How do you identify change in clients? The way I identify change in clients is when we discuss interventions and they make the effort to try to implement them in their lives. This is when I know that what we have talked about has impacted them and they are self aware enough to want to try the interventions. Once they consistently use the interventions we talk about and begin to self-monitor without my help, this is when I know that the student has gained a sense of awareness and can now use interventions on their own without my help.
How can this practicum/internship experience help you in your future working in the mental health field? I think this internship is an excellent opportunity to put to use the education and skills one has learned in their training as a student in the real world with the help of clinical supervisors and the extra support of a Regional Field Supervisor. With that said, this placement gives an intern the opportunity to learn and grown without feeling restricted by their agency to explore effective interventions and seek out their personal style. Because of this, interns grow more confident in their work and become clinically sound in one’s own area of interest.

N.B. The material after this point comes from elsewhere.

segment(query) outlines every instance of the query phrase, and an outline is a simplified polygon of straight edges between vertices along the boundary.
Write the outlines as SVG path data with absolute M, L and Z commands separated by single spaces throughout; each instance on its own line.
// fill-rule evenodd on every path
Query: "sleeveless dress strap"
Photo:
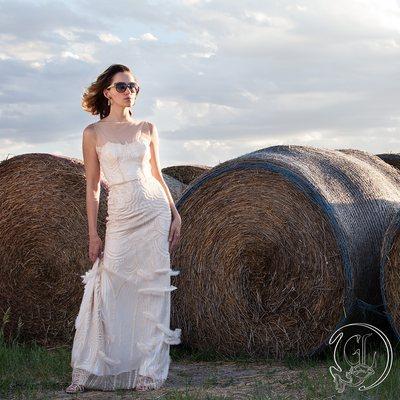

What words of wisdom can you share with future candidates of Outreach Concern? What I would say to future candidates would be to put your best foot forward because you never know whom you will meet and what position they may hold in your professional future. I would also advise to have personal therapist throughout this process because sometimes as students we think we can take everything on and do not plan ahead for self-care time. I think working with someone that helps you identify your issues and struggles along the way will help you grow clinically, will give you a framework for how to be a therapist, and will give you an outlet to take on school, work, internship and life. One thing I will say is be prepared to practice what you preach, because only then will you truly impact your clients.